Adding to our dismay, Library CEO Matthew Corbett utilized our library's email patron database to disseminate a mass email containing misleading information about us, characterizing us as self-serving and undeserving contributors to the strike. This further exacerbates an already challenging situation.

A significant 75% of our workforce consists of part-time employees who do not have access to health benefits. Our aspirations are simple: to earn a fair wage that enables us to make an honest living and manage our financial responsibilities.

We are disheartened by the events that have transpired and wish to reassure our community that the portrayal of us by the town is unfounded. Our only request is for equity: a modest $1.35 annual raise for all workers. The assertion by the town and the CEO that such an increase would result in a tax hike is both preposterous and inaccurate. This tactic only serves to undermine the intelligence of our community members.

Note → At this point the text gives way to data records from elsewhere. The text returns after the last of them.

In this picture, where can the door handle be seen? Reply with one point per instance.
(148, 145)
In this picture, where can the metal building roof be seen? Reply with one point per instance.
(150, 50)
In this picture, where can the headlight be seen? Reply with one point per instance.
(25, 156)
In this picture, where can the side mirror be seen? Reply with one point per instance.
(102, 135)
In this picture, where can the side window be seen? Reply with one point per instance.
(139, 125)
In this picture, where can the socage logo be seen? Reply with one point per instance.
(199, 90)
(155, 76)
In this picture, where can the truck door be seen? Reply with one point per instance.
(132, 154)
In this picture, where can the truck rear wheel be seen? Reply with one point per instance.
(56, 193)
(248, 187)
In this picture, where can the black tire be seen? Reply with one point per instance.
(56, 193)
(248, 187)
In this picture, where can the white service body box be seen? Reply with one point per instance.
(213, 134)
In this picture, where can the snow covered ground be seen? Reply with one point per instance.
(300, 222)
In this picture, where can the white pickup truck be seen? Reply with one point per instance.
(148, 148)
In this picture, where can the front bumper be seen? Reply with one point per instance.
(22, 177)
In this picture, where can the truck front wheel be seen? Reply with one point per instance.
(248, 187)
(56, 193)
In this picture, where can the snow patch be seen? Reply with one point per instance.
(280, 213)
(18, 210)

While the Town claims an inability to negotiate in dollar amounts, we emphasize that using percentages does not adequately address the concerns of our lowest-paid workers. To clarify, we have already agreed to a 2% increase for the initial year of our agreement (2022) and are now advocating for a $1.35/hr raise in 2023 and 2024.

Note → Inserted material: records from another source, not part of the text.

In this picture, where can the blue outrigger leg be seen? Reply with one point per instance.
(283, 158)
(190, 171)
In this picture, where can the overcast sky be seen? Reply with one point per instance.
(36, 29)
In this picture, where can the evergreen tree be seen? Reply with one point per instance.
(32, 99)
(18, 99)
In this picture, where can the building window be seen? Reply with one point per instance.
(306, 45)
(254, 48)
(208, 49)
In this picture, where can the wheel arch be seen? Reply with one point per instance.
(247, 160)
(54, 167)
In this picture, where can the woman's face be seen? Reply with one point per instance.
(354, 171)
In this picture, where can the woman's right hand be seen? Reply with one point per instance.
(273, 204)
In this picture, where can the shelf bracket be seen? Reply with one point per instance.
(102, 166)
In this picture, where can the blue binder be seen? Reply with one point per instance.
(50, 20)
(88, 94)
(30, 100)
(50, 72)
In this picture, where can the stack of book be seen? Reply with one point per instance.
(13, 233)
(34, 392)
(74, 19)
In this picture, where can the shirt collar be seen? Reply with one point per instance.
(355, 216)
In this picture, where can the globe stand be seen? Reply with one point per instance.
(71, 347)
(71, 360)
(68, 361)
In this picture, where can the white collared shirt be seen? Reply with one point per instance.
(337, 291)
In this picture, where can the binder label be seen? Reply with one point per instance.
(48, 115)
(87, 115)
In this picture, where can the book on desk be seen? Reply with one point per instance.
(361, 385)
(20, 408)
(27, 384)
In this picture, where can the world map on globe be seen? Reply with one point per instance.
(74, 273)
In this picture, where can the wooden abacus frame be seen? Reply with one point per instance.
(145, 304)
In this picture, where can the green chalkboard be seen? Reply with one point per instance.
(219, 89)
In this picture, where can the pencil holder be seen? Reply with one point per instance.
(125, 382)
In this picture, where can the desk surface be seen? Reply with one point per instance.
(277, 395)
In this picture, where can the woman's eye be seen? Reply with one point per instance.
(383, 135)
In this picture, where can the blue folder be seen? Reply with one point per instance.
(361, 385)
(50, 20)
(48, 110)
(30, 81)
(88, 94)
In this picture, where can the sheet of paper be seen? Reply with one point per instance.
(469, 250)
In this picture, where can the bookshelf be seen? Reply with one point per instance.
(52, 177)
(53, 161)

We harbour reservations about the town's insistence on a five-year agreement, which we believe to be excessively protracted for a first contract and intended to lock many of us into poverty wages for years.

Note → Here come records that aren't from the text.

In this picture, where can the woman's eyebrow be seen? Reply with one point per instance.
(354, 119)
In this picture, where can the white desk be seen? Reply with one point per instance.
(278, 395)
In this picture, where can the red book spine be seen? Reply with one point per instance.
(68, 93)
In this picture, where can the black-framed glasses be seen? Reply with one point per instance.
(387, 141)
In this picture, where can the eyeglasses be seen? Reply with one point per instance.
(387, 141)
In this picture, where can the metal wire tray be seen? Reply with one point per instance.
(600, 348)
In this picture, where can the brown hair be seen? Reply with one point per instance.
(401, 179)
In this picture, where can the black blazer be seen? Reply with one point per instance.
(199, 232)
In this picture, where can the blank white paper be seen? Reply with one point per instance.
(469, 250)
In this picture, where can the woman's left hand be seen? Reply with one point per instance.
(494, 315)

Considering the Town's current offer, an employee earning $20/hr today would end up earning $22.20 by the end of 2026. By our proposal that same employee would be earning $22.70 by the end of 2024 and still trailing the 2022 GTA living wage of $23.15/hr which is based on full-time hours.

We ask you to contemplate if the Town’s proposition resonates as equitable. Perhaps it is time for our Council and Mayor Leduc to collaborate more constructively on a revised proposal, rather than expending valuable resources to attack our Library's already struggling workforce. We invite you to join us at the Council meeting this Tuesday at 6 pm at 125 Simcoe Rd. and to share your thoughts by speaking during the Open Forum at 7 p.m.